This featured article takes a look at some of the work going on in Pennsylvania in conjunction with University of Pennsylvania (UPenn) and the Pennsylvania Department of Transportation (PennDOT). Yeganeh Mashayekh Hayeri is a post-doctorate research fellow at UPenn who works with the GRASP lab (General Robotics, Automation, Sensing & Perception). She was a researcher at Carnegie Mellon University (CMU) with USDOT T-SET UTC (Technologies for Safe and Efficient Transportation). Hayeri’s projects are funded by UTC.
We frequently hear about what is happening within the driverless industry in states like California and Nevada. Hayeri has experience working in both of these states but now finds herself in Pennsylvania.
The juxtaposition between geography is just one of the challenges that needs to be sorted out within this industry. Hayeri is working to help educate people about the overall impact that the evolving autonomous industry will have on our transportation system. This emerging technology is creating a paradigm shift in the way we think about issues relating to transportation regardless of what coast you live on, or whether you are north or south of the Mason-Dixon line.
There is a lot going on in Pennsylvania. Let’s start by acknowledging that last November, CMU celebrated the 30th birthday of self-driving car technology and has touted itself as the birthplace of self-driving cars. That’s right – Pennsylvania, not Mountain View, Calif.
Also, the GRASP lab where Hayeri finds herself these days is a vital and cooperative environment fostering interaction between students, research staff and faculty. GRASP is a $10-million research center founded in 1979 and, according to Hayeri, is exactly what you would think from the acronym. There are all kinds of things happening in robotics, automation and perception — all necessary concepts for research related to automated transportation systems.
One of the recent projects Hayeri worked on was the “Connected and Autonomous Vehicles – 2040 Vision” project with PennDOT. This one-year visionary project examined the impact that these new technologies would have on the state’s investment decisions, infrastructure, workforce training, driver licensing, and communications systems. Concluding this past July, the project took a high-level qualitative analysis of various impacts from these technologies.
With the focus on Pittsburgh, one of the short-term action items was to allocate funding for and identify key locations for dedicated short-range communication (DSRC) and roadside equipment deployment. Between 2016 and 2020 the project proposes early, small-scale deployment of vehicle to infrastructure (V2I) applications at these key locations. The longer-term plans include working with local and state educational institutions to enhance workforce training, along with tailoring certain features to the trucking industry. This graphic spells out the proposed actions arising from the project.
Fundamentally, all DOTs want to create a sustainable transportation system that will prepare them for the future. By working with PennDOT, Hayeri hopes to bridge the gap between collaborating with local communities and educating both state planners and locals on individual needs and concerns.
Her latest project, while still within the automated transportation world, has a bit of a twist to it.
With the help of UPenn’s Department of Electrical and Systems Engineering, Hayeri and her colleagues are modeling human behavior while driving using inverse reinforcement learning techniques. In simple terms, reinforcement learning looks at the behavior of an agent (the driver), his utility and reward functions, and his actions in an environment.

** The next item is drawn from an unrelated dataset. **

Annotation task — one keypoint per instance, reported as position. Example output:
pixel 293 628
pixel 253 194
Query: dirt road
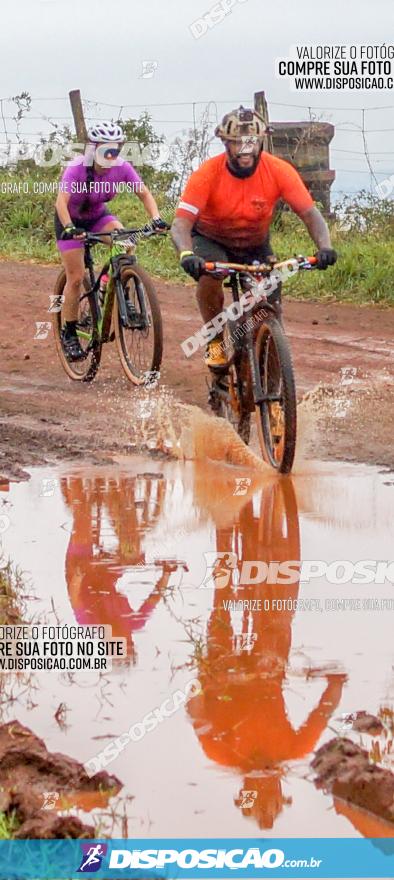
pixel 46 416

Hayeri chose traffic engineering as a career because she is fascinated by human psychology and its impact on traffic operations and planning, something she believes has been missing from much of the previous models and theories. While staying present behind the wheel has always been crucial, driver distraction today has reached saturation.

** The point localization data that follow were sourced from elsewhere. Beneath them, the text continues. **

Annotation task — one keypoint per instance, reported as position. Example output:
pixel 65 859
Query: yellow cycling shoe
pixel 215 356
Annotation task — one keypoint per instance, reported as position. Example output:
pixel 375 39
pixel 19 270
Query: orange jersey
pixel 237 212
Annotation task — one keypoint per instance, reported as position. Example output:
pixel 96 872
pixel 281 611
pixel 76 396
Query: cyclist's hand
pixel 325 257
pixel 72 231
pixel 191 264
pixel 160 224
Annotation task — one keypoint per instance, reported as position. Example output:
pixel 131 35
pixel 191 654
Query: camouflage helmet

With inverse reinforcement learning techniques the hope is to evaluate enforced policies, like speed limit rules, and their effectiveness. What type of a reward function drivers use to make driving decisions is the key element to Hayeri’s current research. Her goal is to understand how people set up these reward functions internally and how they react.
According to Hayeri, “The goal is to gauge the effectiveness of a policy or a combination of policies by modeling humans’ behavior and examining the patterns. This research should assist decision and policy makers to set informed and effective policies as we enter the automated transportation era.”

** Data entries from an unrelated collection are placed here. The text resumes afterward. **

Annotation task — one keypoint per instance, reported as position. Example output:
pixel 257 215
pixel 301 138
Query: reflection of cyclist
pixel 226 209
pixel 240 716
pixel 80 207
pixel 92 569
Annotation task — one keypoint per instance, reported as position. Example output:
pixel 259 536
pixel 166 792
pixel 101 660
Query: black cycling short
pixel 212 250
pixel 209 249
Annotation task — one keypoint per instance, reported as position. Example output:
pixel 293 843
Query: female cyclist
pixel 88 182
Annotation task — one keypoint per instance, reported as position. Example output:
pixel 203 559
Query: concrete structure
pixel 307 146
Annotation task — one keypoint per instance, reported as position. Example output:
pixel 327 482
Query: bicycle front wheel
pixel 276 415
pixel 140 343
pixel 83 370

There are many challenges ahead. One is the legislative policy toward autonomous transportation and driving that each state DOT, along with the US DOT, will need to work out. The new regulations and their enforcement, and the interaction between the states and the federal government in policing this technology, will all have to be determined. Then there is the challenge of states in different regions and how they will address difficult weather such as snow and fog.
Behaviorally there are questions about how drivers of automated vehicles will interact with automated features, and how drivers of conventional vehicles will interact with driverless vehicles.
Hayeri is passionate about contemplating ways to bridge the gap between our traditional way of thinking about transportation, and transitioning to the future with connected and autonomous vehicles. Looking at current human behavior and what people’s perceptions of autonomous vehicles are is a necessary task. The differences in individuals, what they are willing to accept and how quickly they can change their current patterns of behavior will all have an impact on how this will evolve.
In her own words, Hayeri thinks of herself as an “impact specialist,” and is wondering if, as a culture, we are ready to let go of our cars – a question she is not alone in contemplating. We look forward to seeing what else comes down the Pennsylvania Turnpike.